Hunter College President Jennifer Raab welcomed Dominican Republic President Leonel Fernandez to Roosevelt House on Friday morning, September 23, where he addressed a group of students and teachers from Hunter College and Manhattan/Hunter Science High School.

"We are very excited, President Fernandez, to have you here," Raab said, "particularly since you spent much of your childhood growing up in New York, and we have many students here who grew up in your neighborhood. We just heard that the public school that the President attended on 95th Street and West End Avenue puts out your banner every election day to remind their students what they can achieve."

Hunter College has a significant Dominican population of its own. Raab shared the story of one successful student who made his way out of his impoverished neighborhood in the Dominican Republic to Hunter, and is now at Harvard Law School. "We are proud of the great success of so many of our Dominican students," she said.

Raab explained that it was particularly fitting to have President Fernandez at Roosevelt House, the home of Franklin and Eleanor Roosevelt from 1908 to 1941. During President Roosevelt's inaugural address, he promised that the United States would be a good neighbor to Latin America. During FDR's tenure, the two regions shared in a period of peace and mutual prosperity.

"I think President Roosevelt would be really honored to know that you are visiting his home," Raab said. "So much of your presidency is dedicated to the Roosevelt ideals: to social equity, to peaceful international engagement, and to increased transparency and communication among nations."

"When I began developing some sort of interest in public affairs and politics, my political mentor, Juan Bosch, was a big fan of Franklin Roosevelt," President Fernandez said. "At a time when my generation was more interested in radical left-wing politics, we were thinking about Lenin and Trotsky, not Roosevelt. I remember him saying, Roosevelt was the most important statesman of the 20th century. And I tried to understand why he would say that. I started studying the great depression, and the only way the world and United States was able to get out of the Great Depression was because of the Roosevelt's leadership, because of the New Deal he proposed. I think this makes Roosevelt relevant for the 21st century. We face a global financial crisis, the deepest and most severe crisis since the Great Depression. I think we have forgotten the lessons of Roosevelt... What we need is a new New Deal."

Fernandez shared more of his views on the current economic crisis, including the challenges governments face when trying to create short-term stimulus while balancing long-term debt. Since important historical events still affect us even today, he explained, it is essential that young people understand not only their history, but also current events.

Following his talk, Fernandez took questions from the audience.

In response to a question from MHSHS teacher Kevin Froner about how public education in the Dominican Republic can be improved, President Fernandez conceded that "education is one of the major social challenges facing the Dominican Republic.
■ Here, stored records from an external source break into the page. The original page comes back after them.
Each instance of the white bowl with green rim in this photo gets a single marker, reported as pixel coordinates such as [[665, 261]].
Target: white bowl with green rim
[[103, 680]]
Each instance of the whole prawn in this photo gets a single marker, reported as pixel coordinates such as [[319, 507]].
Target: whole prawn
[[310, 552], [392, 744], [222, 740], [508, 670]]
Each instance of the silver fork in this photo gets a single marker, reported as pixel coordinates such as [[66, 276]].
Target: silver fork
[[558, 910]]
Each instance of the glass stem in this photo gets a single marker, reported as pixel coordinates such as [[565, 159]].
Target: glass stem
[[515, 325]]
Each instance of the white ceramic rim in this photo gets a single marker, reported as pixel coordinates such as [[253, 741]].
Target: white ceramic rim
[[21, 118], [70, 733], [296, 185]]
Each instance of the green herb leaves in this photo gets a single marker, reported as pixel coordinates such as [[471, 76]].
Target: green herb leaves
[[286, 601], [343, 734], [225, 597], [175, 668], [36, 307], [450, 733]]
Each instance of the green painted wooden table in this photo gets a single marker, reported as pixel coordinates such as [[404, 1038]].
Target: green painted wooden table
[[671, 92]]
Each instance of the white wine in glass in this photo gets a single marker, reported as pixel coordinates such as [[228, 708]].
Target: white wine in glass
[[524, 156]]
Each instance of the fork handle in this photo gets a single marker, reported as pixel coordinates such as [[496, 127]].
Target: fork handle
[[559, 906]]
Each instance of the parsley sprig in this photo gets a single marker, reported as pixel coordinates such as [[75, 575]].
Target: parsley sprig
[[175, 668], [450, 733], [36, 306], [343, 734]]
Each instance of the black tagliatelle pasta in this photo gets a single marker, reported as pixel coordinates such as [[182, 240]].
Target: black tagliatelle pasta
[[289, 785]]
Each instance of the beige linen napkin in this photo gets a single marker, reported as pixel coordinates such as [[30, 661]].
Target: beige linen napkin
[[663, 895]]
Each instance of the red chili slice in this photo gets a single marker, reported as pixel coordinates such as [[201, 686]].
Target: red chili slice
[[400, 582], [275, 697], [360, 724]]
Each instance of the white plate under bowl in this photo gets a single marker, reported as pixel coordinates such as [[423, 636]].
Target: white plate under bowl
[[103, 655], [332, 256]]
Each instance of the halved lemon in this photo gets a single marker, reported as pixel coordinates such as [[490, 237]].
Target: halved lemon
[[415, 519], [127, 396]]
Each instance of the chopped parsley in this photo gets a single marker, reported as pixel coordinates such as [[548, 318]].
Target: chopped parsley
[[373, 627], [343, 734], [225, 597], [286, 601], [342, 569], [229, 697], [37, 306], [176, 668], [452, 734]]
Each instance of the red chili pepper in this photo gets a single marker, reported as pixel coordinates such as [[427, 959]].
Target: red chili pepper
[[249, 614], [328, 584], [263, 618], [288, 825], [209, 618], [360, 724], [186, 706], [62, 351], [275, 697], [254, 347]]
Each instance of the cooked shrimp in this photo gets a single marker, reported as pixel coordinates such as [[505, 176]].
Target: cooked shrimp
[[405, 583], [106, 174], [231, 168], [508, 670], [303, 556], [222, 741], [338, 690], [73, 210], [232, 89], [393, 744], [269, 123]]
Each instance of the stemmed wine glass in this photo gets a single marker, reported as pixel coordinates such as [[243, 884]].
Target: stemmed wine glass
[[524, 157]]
How do we make the transition from an industrial society to a knowledge-based society? This is a problem that everyone is facing worldwide... A next step forward is teacher-training programs. We need to train teachers to become 21st century educators. We have established a working relationship with universities in the United States and in Europe.  And now we have a working relationship with Hunter College too."

President Raab then announced a new program in Hunter's School of Education that will train students from the Dominican Republic to become their country's educators of the future.

Hunter College senior Eli Cohen asked "Would you express your 'aha' moment when you said, 'you know what, I am going to be President'?"

"I never pictured myself as the president," President Fernandez responded. "Personally, I think I'm a failure, because I always wanted to be a baseball player. My hero as a child and as a teenager was Juan Marichal, the first Dominican to make it to Cooperstown as a Hall of Famer."